Boeing is coming off a challenging couple of years as getting its planes on runways hasn’t exactly gone according to plan.
The pandemic stunted the public’s appetite for traveling by air – and with it, orders for commercial airplanes like Boeing’s.
But demand is back, and Boeing isn’t meeting it, said Richard Aboulafia of AeroDynamic Advisory.
“There’s really not a problem with orders. The problem is delivering aircraft … part of that is just general difficulties with the supply chain,” he said.
That includes the ability to source engines.
Meanwhile, production flaws prompted the Federal Aviation Administration to impose more oversight to certify some of the company’s planes for flight.
Aboulafia said Boeing hasn’t delivered any new 787 passenger jets to eager airlines in over a year.
“In theory, that’s going to restart any week now. But in reality, there have been a lot of false starts.

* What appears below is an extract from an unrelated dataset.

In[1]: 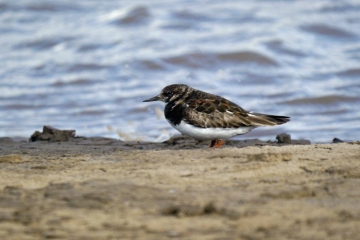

And it’s really hard to say,” he said.
This is happening as Boeing faces more federal regulation in the aftermath of two deadly crashes involving its 737 Max jetliner.
Boeing’s defense unit is also facing headwinds despite increased demand following Russia’s invasion of Ukraine, said Art Wheaton, director of Labor Studies at Cornell.
This week, almost 2,500 Boeing workers making military aircraft and weapons voted to strike.
“The three facilities going out on strike are highly profitable, in huge demand, and are of significant military importance,” Wheaton said, adding that U.S. national security interests could end up being a factor in labor negotiations. “The workers have some leverage at the bargaining table because of the product they make.”
And, the skills they bring to a unit that’s traditionally offered Boeing a cushion in lean times.